Datuk Ahmad A. Talib was more than a brother to most. FILE PIC
Datuk Ahmad A. Talib was more than a brother to most. FILE PIC

BROTHER Mat is gone, leaving on the third day of Hari Raya Aidilfitri, at the height of the Covid-19 crisis and adding to a sorrowful list of friends and relatives who died in the past month.

Known to everyone as Datuk Ahmad A. Talib, or Tok Mat, he passed on yesterday after a brief spell with cancer.

He was a 69-year-old newspaperman whom I had known for more than 30 years, the first time when I was a reporter in the New Straits Times in Penang. He was a news editor.

That was when "brother Mat" was known because it was becoming fashionable of sorts to call one another "brother".

But he was more than a brother to most.

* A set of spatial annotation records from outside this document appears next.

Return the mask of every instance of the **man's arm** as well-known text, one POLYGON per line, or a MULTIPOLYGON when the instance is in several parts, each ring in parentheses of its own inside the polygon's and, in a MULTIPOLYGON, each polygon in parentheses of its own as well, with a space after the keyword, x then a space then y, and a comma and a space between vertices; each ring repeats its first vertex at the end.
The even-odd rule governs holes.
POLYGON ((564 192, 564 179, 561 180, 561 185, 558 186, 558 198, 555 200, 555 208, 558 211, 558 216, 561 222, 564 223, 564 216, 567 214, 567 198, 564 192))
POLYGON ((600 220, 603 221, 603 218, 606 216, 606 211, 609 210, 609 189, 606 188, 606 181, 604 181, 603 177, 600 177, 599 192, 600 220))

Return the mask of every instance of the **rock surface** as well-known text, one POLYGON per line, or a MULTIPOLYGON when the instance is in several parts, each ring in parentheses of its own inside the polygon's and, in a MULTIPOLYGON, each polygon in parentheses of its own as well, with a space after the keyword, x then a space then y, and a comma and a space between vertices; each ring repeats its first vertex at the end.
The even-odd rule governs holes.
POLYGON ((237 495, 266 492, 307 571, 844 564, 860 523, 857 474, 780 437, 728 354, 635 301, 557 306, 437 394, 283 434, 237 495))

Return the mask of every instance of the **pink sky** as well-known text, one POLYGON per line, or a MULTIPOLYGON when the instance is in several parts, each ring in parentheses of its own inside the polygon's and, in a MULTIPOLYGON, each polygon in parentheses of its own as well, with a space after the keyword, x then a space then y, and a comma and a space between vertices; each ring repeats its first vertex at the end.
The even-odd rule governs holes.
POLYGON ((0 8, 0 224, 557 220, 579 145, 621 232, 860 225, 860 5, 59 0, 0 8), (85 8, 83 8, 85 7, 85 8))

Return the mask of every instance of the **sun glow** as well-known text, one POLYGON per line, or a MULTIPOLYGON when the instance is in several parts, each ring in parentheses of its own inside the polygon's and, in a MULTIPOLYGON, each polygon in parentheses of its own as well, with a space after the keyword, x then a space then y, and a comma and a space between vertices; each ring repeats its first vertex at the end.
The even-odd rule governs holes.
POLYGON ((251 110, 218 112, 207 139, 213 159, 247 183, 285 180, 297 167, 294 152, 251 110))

And at all times, he put on a companionable front without a frown.

Since we retired, we had hardly met, but I got a pleasant surprise earlier this month when I got a text message from him asking how I was doing.

I thought nothing of it and we exchanged a few postings. I was not doing too well health-wise, having been in and out of hospital for more than a year. I thought he was asking about me.

He said it would be great if we planned a trip to Penang and had one or two colleagues with us.

I told him to wait for the coronavirus problem to end. And in the exchanges, he never mentioned a thing about his battle with the Big C. I didn't know.

It was a few days later that news began to circulate about his ailment, that he was in hospital undergoing chemotherapy.

Oops, I was told that no visitors were allowed, and that was when I WhatsApp-ed him and he told me.

That was Ahmad Talib for you: keep that sad news last.

At the paper, he rose to become group editor before moving up the corporate ladder to Media Prima as one of its board members.

He was a good editor; he knew what should be in the paper. But I think he would have made a better corporate relations man.

Ahmad Talib seemed to know everyone, every minister, every menteri besar, every company bigwig. I don't know whether I can be as pally with them.

He would be at almost every funeral if he knew who died.

Yesterday, everyone asked about his funeral. There were even many who didn't know he was sick.